Nothing, he says, can justify the exclusion of citizens - a principle to which many among Modi'in's burgeoning Anglo community are particularly sensitive, he explains. "Americans in particular grew up with the legacy of the fight for civil rights as a part of our cultural DNA," said Fischer, who invoked the images of separate water fountains for blacks and whites in the United States. "I think it very much affects the way that we relate to issues of discrimination and bigotry, whether it's against Haredim, Arabs or African migrants."
Outside the park, a Hebrew sign posted at the entrance advised residents to bring their ID cards "during holidays and vacations." On Tuesday there were brief scuffles at the park's entrance where visitors were asked to produce their IDs.
New York City native Alex Weinreb, the former deputy mayor of Modi'in who now serves as a voluntary city councilman, expressed outrage over the new policy.
"I am embarrassed to be a member of the municipality because of such a wretched decision that in my view is illegal," Weinreb, now an environment consultant, said in a statement that was included in a pre-holiday newsletter that he shared with Haaretz. "I demand the immediate cancellation of this decision." Weinreb said a sign should be placed at the park's entrance welcoming "all residents of the State of Israel during the holiday of Sukkot." He called for stricter enforcement in the park that would "maintain order, prevent vandalism, maintain cleanliness, and regulate overcrowding."
Former Boston resident Reuven Harow - a financial executive who lived in Beit Shemesh before he moved to Modi'in in 2009 - says he knows all too well about secular-religious tensions, citing the Passover incident in the park as a worrisome harbinger. In fact, for him, the large presence of Haredim in the park has become something of an issue.
"It's not a comfortable thing when people come to Modi'in to live freely in their own way and feel sort of oppressed and put-upon," said 42-year-old Harow. "But it's not just the issue of the park," he added. "It's the feeling that we're being invaded."

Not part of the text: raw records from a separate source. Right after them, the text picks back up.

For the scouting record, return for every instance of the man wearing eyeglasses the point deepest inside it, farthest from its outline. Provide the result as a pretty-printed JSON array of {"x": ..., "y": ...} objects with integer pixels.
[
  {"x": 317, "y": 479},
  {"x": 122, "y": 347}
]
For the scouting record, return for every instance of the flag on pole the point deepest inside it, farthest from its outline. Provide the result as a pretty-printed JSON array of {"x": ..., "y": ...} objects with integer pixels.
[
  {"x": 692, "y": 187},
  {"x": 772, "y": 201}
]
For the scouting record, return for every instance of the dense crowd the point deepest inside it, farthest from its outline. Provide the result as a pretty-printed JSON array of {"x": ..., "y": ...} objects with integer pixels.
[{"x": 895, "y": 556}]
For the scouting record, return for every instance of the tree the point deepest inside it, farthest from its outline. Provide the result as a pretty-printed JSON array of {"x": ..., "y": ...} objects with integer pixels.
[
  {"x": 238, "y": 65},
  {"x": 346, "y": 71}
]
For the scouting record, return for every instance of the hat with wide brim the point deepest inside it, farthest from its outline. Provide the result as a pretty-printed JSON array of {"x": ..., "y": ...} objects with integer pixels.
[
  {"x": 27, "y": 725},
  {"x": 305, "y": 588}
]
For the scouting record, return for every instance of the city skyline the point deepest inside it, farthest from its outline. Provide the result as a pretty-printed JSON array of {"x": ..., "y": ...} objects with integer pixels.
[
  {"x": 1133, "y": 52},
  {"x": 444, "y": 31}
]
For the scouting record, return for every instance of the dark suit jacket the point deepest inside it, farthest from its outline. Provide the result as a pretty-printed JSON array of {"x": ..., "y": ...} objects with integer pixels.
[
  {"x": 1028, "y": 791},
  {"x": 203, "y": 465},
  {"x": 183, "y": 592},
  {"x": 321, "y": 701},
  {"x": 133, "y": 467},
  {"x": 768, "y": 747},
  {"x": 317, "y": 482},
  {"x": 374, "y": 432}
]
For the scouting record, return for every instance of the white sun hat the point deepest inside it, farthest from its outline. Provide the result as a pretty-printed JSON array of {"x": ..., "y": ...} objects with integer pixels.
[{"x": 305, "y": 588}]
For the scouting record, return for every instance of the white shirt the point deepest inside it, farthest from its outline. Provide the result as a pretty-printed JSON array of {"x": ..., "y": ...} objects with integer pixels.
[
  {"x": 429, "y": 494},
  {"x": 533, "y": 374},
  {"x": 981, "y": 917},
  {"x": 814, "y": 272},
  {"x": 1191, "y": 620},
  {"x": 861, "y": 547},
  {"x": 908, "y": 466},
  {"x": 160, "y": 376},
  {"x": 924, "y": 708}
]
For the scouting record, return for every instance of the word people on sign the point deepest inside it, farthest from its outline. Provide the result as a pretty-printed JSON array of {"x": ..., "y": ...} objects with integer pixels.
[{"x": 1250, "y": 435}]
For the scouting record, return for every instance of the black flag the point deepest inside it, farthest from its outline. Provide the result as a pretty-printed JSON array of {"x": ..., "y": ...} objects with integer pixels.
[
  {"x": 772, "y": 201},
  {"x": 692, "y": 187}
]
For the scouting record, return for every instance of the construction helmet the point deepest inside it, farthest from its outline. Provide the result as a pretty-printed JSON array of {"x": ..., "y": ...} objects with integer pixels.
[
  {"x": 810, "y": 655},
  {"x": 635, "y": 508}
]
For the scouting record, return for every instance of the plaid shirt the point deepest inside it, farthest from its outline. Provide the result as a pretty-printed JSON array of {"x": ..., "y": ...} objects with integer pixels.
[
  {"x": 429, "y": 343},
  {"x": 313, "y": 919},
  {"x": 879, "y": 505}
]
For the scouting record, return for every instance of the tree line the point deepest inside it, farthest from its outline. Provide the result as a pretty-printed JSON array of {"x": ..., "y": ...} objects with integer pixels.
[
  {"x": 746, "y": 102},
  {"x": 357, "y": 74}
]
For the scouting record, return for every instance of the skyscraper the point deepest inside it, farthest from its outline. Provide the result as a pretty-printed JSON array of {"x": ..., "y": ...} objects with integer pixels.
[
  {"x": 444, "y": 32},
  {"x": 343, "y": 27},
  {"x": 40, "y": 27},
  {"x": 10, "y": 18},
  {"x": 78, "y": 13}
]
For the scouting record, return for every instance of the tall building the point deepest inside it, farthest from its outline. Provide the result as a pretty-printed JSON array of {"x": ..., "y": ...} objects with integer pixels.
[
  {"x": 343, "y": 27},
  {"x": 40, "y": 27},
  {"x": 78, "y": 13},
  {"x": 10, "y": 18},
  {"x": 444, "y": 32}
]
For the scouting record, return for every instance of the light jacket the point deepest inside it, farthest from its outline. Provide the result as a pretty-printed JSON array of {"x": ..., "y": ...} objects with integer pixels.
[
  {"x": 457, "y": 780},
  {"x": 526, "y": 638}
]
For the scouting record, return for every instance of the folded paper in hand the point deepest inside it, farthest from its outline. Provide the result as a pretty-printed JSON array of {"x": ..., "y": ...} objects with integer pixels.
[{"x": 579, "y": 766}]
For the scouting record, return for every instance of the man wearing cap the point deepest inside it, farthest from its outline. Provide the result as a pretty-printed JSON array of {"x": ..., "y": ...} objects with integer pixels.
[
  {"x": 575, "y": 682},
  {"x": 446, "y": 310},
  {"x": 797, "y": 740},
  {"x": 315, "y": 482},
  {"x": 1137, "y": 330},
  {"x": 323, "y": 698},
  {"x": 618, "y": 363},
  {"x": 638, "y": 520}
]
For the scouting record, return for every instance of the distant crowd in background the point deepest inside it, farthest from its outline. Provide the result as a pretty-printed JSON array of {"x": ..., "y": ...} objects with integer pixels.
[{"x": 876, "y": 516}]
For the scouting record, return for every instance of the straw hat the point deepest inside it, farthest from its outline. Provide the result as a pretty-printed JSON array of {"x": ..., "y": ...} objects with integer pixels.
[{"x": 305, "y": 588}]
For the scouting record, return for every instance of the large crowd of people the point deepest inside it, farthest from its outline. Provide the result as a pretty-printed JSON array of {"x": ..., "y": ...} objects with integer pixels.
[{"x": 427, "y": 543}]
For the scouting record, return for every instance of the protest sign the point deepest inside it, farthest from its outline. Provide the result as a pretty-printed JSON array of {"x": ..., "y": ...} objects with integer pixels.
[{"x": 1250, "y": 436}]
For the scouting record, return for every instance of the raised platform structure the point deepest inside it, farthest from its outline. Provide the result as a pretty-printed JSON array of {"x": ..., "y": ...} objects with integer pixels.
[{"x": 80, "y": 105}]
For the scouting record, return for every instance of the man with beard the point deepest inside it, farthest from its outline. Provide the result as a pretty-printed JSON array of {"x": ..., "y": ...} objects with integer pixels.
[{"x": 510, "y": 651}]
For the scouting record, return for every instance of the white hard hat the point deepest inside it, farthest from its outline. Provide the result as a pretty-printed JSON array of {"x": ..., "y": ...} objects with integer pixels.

Asked whether he feels the new park policy is fair, Harow lets out a deep, exasperated sigh. "I think it's wrong, but I'm not sure what's right," he laments.
Meanwhile, Modi'in resident Rachel Green, 42, an Edison, New Jersey, native who immigrated to Israel in 2002, has been following the controversy on the city's Anglo ListServ, where residents have been weighing in, venting and proposing solutions.
Green maintains the new policy is not a Haredi issue and considers the Passover incident in the park "an isolated case."
"People were coming into the park who were mostly outsiders, and they were trashing the park," she said. "But I don't think closing to park to people outside of Modi'in is the solution. Maybe crowd control?"